French Fridays with Dorie – Tuna Rillettes
Rillettes are coarse, pâté-like (but not actually pâté) French spreads typically made from duck, pork, or rabbit. They are easy to make and present well as a deeply satisfying appetizer or picnic food. Rillettes are the perfect type of something-something that when added to a charcuterie tray and set out on your kitchen island (and enjoyed with a glass of wine) brand you as chic and ‘with it.’
At least I think so because I don’t actually have a kitchen island.

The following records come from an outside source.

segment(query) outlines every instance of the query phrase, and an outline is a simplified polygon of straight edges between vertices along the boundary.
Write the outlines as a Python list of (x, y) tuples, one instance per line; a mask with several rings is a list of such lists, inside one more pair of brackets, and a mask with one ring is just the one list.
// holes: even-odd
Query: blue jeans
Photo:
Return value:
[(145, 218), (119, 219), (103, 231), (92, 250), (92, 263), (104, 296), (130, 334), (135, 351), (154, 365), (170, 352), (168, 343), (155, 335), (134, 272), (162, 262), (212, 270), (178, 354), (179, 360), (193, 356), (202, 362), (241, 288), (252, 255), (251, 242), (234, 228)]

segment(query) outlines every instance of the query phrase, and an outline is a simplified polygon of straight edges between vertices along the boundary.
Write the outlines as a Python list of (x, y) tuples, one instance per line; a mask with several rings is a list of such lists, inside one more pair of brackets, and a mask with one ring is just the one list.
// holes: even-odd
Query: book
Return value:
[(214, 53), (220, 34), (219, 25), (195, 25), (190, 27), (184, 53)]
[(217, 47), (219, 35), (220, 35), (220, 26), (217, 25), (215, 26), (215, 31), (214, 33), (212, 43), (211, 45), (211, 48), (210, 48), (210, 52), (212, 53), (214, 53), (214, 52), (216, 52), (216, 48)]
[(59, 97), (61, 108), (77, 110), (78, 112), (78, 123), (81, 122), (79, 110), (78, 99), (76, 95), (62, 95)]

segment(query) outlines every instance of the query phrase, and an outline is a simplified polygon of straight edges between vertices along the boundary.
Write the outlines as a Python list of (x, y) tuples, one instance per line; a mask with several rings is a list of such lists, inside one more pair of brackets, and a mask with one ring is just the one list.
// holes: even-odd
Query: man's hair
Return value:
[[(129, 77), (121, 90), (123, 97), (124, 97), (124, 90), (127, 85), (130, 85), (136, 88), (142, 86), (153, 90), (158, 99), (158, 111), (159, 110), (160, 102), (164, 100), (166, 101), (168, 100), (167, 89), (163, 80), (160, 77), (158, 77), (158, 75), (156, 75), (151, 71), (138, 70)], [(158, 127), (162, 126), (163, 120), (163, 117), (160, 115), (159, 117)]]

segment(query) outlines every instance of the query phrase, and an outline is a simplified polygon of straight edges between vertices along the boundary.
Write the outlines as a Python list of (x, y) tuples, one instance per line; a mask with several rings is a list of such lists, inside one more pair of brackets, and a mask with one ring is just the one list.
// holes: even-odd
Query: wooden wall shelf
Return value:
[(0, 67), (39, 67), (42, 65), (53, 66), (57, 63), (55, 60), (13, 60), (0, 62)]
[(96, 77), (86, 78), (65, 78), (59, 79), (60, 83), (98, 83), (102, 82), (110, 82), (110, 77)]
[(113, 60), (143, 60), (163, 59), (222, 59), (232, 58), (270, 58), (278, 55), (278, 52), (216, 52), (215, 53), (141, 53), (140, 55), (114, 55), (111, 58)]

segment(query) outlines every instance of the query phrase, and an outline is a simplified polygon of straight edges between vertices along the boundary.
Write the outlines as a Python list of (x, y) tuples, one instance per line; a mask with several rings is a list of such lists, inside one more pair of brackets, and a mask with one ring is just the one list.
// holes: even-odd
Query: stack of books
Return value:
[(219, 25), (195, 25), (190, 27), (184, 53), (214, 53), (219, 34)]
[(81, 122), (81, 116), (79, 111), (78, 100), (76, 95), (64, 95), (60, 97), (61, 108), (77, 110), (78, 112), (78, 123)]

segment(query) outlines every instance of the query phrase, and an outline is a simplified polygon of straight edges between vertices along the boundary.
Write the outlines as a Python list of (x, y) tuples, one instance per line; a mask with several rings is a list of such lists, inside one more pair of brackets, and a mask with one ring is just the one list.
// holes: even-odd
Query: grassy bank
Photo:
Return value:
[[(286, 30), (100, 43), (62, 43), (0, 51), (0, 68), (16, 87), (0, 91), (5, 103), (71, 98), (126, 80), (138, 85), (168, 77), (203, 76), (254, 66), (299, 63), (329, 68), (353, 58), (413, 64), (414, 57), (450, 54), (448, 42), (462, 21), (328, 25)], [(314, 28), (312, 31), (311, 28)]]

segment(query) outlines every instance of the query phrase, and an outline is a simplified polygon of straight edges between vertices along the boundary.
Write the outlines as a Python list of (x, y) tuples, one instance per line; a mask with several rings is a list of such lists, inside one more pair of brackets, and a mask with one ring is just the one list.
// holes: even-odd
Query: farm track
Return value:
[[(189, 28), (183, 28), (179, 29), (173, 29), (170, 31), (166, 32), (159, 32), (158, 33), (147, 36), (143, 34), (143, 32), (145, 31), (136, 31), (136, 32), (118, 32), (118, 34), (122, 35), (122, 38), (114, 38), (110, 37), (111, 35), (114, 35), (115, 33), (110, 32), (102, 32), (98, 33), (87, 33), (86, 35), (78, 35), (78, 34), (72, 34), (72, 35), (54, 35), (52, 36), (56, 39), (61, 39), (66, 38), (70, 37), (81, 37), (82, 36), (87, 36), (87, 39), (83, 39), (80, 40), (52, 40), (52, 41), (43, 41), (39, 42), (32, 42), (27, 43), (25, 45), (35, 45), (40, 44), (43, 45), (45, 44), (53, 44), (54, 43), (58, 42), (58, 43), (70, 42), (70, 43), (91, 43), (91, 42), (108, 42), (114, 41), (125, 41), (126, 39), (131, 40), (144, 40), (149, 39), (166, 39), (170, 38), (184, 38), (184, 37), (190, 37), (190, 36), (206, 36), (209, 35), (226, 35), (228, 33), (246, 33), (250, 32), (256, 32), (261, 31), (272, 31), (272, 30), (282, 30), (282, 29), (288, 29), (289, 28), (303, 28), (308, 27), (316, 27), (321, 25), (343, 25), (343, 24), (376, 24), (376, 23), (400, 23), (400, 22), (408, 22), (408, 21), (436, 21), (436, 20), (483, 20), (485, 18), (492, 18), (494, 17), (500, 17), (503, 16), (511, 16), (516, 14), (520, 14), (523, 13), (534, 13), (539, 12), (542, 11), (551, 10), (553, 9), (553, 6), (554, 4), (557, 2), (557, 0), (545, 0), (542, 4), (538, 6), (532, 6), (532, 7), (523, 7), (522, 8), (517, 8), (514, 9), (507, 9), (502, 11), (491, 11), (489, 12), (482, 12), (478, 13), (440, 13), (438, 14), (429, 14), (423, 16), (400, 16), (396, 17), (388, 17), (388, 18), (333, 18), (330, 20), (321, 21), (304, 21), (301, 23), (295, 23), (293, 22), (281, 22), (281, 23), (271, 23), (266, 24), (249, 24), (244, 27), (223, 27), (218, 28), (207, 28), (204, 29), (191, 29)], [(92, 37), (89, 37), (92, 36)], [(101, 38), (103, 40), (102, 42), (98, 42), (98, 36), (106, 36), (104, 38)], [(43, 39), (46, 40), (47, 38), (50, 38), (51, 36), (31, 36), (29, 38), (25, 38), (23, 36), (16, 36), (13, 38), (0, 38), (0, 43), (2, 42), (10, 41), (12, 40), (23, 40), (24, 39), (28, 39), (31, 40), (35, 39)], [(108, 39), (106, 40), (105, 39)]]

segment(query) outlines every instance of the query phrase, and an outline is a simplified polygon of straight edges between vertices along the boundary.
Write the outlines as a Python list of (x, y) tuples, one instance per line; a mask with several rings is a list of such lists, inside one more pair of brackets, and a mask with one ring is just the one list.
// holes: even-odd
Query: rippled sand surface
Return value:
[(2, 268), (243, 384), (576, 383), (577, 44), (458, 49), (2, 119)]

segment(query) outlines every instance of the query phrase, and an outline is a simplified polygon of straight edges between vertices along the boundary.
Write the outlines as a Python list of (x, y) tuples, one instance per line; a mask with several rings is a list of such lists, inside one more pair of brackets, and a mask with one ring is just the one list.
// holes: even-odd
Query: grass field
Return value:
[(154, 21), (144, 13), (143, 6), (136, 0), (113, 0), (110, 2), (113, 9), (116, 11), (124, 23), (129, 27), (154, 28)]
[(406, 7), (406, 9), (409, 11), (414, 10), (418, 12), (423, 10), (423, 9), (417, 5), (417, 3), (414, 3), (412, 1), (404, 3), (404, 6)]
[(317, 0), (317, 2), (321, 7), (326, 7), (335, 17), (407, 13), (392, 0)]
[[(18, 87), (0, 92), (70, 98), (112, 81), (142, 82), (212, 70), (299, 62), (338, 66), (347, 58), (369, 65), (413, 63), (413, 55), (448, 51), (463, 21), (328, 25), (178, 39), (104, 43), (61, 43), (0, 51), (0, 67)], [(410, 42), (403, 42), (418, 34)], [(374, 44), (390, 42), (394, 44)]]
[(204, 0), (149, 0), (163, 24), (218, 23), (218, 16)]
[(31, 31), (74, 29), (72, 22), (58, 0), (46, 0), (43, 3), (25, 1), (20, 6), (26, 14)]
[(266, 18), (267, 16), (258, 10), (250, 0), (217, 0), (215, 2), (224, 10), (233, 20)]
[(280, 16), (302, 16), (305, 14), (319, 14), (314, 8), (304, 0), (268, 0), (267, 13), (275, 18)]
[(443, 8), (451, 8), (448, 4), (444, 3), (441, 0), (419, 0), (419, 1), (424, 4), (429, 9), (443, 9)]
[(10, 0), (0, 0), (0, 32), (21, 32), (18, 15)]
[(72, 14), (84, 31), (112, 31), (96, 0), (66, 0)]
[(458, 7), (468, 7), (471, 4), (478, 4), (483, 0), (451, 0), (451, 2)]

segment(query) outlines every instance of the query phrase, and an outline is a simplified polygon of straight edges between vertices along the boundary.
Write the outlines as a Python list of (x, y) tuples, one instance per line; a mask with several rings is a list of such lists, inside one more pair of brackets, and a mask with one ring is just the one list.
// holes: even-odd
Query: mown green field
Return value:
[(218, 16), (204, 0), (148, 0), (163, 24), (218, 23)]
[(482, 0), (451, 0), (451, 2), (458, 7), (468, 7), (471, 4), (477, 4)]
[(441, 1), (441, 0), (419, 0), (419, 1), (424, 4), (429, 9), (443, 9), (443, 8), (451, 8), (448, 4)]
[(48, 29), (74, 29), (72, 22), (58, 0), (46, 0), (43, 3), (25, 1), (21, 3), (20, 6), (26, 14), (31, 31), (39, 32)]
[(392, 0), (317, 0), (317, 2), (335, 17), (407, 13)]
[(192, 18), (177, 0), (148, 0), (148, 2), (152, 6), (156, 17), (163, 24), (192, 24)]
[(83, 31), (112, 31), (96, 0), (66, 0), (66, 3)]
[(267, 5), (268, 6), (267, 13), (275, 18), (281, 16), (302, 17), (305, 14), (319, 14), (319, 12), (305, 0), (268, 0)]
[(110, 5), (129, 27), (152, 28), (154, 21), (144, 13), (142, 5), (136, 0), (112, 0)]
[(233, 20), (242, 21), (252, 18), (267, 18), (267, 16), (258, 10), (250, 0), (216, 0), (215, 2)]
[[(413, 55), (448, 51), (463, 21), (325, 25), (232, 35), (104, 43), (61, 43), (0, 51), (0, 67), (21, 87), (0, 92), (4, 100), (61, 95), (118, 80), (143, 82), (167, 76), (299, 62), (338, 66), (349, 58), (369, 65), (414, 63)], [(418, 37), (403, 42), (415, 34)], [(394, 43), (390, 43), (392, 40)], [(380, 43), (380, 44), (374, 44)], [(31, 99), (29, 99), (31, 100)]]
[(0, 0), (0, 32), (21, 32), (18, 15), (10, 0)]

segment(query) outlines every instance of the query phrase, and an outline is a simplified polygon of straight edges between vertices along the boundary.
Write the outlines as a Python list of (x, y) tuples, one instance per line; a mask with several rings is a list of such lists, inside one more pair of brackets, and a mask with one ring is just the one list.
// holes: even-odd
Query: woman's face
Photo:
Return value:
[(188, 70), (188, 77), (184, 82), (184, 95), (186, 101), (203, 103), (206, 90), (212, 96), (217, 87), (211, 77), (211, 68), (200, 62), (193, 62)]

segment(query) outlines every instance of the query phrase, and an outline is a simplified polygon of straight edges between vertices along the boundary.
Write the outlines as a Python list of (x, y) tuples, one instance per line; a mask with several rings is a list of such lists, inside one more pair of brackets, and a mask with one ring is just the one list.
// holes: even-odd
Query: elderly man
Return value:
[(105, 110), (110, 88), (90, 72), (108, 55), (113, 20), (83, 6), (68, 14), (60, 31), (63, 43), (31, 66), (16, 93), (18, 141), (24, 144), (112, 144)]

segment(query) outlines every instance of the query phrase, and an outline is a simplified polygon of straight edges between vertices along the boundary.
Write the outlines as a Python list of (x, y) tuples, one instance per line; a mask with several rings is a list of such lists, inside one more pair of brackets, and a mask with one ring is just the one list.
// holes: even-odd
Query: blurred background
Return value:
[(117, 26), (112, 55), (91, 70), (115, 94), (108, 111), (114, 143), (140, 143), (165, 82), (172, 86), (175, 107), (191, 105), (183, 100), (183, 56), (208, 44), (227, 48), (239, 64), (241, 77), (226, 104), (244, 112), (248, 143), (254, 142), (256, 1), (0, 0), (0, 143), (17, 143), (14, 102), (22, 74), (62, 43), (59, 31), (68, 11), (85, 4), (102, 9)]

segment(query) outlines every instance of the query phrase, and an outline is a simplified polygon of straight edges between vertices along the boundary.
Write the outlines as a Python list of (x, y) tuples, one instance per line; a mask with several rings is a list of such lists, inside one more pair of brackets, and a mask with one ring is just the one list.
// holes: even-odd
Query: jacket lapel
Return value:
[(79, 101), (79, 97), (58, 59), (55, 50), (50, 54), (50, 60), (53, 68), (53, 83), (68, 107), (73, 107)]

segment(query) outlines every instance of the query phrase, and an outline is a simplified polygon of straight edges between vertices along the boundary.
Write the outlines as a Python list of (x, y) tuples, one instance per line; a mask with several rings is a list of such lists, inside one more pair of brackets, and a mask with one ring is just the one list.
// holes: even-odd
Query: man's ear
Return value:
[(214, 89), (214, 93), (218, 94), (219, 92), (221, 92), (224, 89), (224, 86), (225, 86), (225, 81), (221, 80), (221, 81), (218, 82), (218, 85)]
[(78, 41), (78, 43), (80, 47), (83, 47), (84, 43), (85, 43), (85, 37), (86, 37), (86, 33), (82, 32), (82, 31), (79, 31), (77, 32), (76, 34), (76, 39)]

Rillettes of all kinds (including tuna rillettes) are quite simply a meal in a jar if you also happen to have a loaf of bread (and a kitchen island) nearby. While I’ve enjoyed the more traditional meaty preparations quite a few times (but never actually around a kitchen island – because I don’t have one) I’ve not yet had the pleasure of making them myself. Shame on me for that. I have, however, made them using different fish types which have yielded varying results. In fact, if you were to set foot in my house 2 years ago I’m sure you enjoyed David Lebovitz’s recipe for Salmon Rillettes because I was hoisting them just about everyone who walked through the door back then.
A year later I gave the sardine variety a whirl for the French Fridays with Dorie project but I was not so impressed. I felt the preparation didn’t have much there there and didn’t elevate the sardine in the slightest. If anything, it dumbed it down. Please don’t think was because I am not a sardine fan because I am. A rabid sardine fan. The lack of any distinctive flavor addition (other than shallots and lemon juice) ended up creating more of a “mock tuna salad” than any chic appetizer spread brandishing as fancy a name as “rillettes” (pronounced “ree-yet.”)
Seeing Tuna Rillettes turn up in our assignment then gave me some pause as I was sure the inclusion of tuna itself would pretty much guarantee I’d end up with, well, tuna salad. I was pleasantly surprised for this spread relied on an expert balance of flavors including curry powder, quatre épices (thankfully I had a sizable stash leftover from its staring role in Dorie’s chopped liver and onions) and lemon juice to brighten up the whole mix. Even the choice of creme fraiche, with its distinctive tang, contributed a uniqueness here where cream cheese, heavy cream, or mayo (more commonly used) would not. While gobbling it all down my brain made no connection to the pedestrian tuna salad I earlier feared this would become.
Rillettes come in all sorts of textures. There are no rules here so make them how you like. Dorie Greenspan’s recipe calls for putting the ingredients in a food processor, but felt that turning this into tuna baby food would take all the romance out of it for me — with or without a kitchen island. Instead, I gave it all a very hearty mix through with a fork and left it at that. I think it ends up more closely resembling the texture of the duck or pork rillettes this way anyway.
And since I was already deviating from tradition I decided to served the tuna rillettes with toasts made from some tasty Persian sangak, a dimpled flat bread dusted with sesame seeds. (Seem previously as the base for the Ahi Tuna Pizza’s.) We may not have a kitchen island but we always have sangak on hand and I have yet to find anything that isn’t somehow enhanced by its inclusion.
Will I make them again? Yup. Probably. When I get a kitchen island.